跳转至

CloudAudioAI Simplified Agent Architecture - Overall Design (v1.1)

Executive Summary

This design document outlines a pragmatic, minimal transformation of CloudAudioAI's prompt system to improve maintainability and accuracy. Version 1.1 simplifies the approach further by keeping all prompt files under site paths initially, with a clear migration path to franchise-level sharing when scale demands it. The core improvements remain: simple prompt modularization (6 text files), dynamic staff registry, and Bedrock tool-based validation without requiring schema.json files.

Design Philosophy

"Make the minimum changes that unlock maximum future flexibility"

  • Reuse existing S3 structure and Lambda functions
  • Add only essential new components
  • Keep backward compatibility
  • Defer complexity until proven necessary

Current State Analysis

What We Keep (No Changes)

  • S3 Configuration Pipeline: Current prompt/schema/mapping structure works well
  • Multi-Tenant Support: Existing franchise/site routing is sufficient
  • Processing Pipeline: TranscribeProcessor → TranscriptionResultProcessor flow unchanged
  • DynamoDB Tables: call-events and call-analysis remain as-is

What Needs Improvement (Targeted Changes)
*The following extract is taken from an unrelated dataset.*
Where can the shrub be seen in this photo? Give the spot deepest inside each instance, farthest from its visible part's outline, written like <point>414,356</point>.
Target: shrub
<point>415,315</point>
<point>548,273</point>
  • Monolithic Prompt: Split into 4-5 files for easier maintenance
  • Static Staff Lists: Move to per-tenant JSON file
  • No Structured Validation: Add Bedrock tool-calling for guaranteed schema compliance
  • No Customer Context: Add basic memory for returning customers (future enhancement)

Simplified v1.0 Architecture

What We're Building (3 Changes Only)

1. Simple Prompt Splitting (All Under Site Path)

Keep all files under site path for simplicity (migrate to franchise level later):

s3://{bucket}/{franchise}/{siteId}/prompts/
├── prompt-v5.txt                    # Keep as fallback
└── v6/                              # New split version
    ├── 01-franchise-core.txt        # Role + task + processing steps
    ├── 02-knowledge.txt             # Sales + cancellation + freeze
    ├── 03-coaching.txt              # All coaching scenarios
    ├── 04-staff-list.txt            # Site-specific staff names
    ├── 05-studio-output-instructions.txt  # Output requirements
    └── 06-custom-requirements.txt  # Local business context

Note: No schema.json needed - Pydantic models define the schema

Simple Loader Logic (20 lines):

# In TranscriptionResultProcessor, minimal change:
def load_prompt(franchise, site_id, version="v6"):
    if version == "v6":
        # Just concatenate the 6 files in order - all from same site path
        base_path = f"{franchise}/{site_id}/prompts/v6"
        files = ["01-franchise-core", "02-knowledge", "03-coaching",
                "04-staff-list", "05-studio-output-instructions",
                "06-custom-requirements"]
        prompt = ""
        for filename in files:
            prompt += s3.get_object(f"{base_path}/{filename}.txt")
        return prompt
    else:
        # Fallback to monolithic prompt
        return s3.get_object(f"{franchise}/{site_id}/prompts/prompt-{version}.txt")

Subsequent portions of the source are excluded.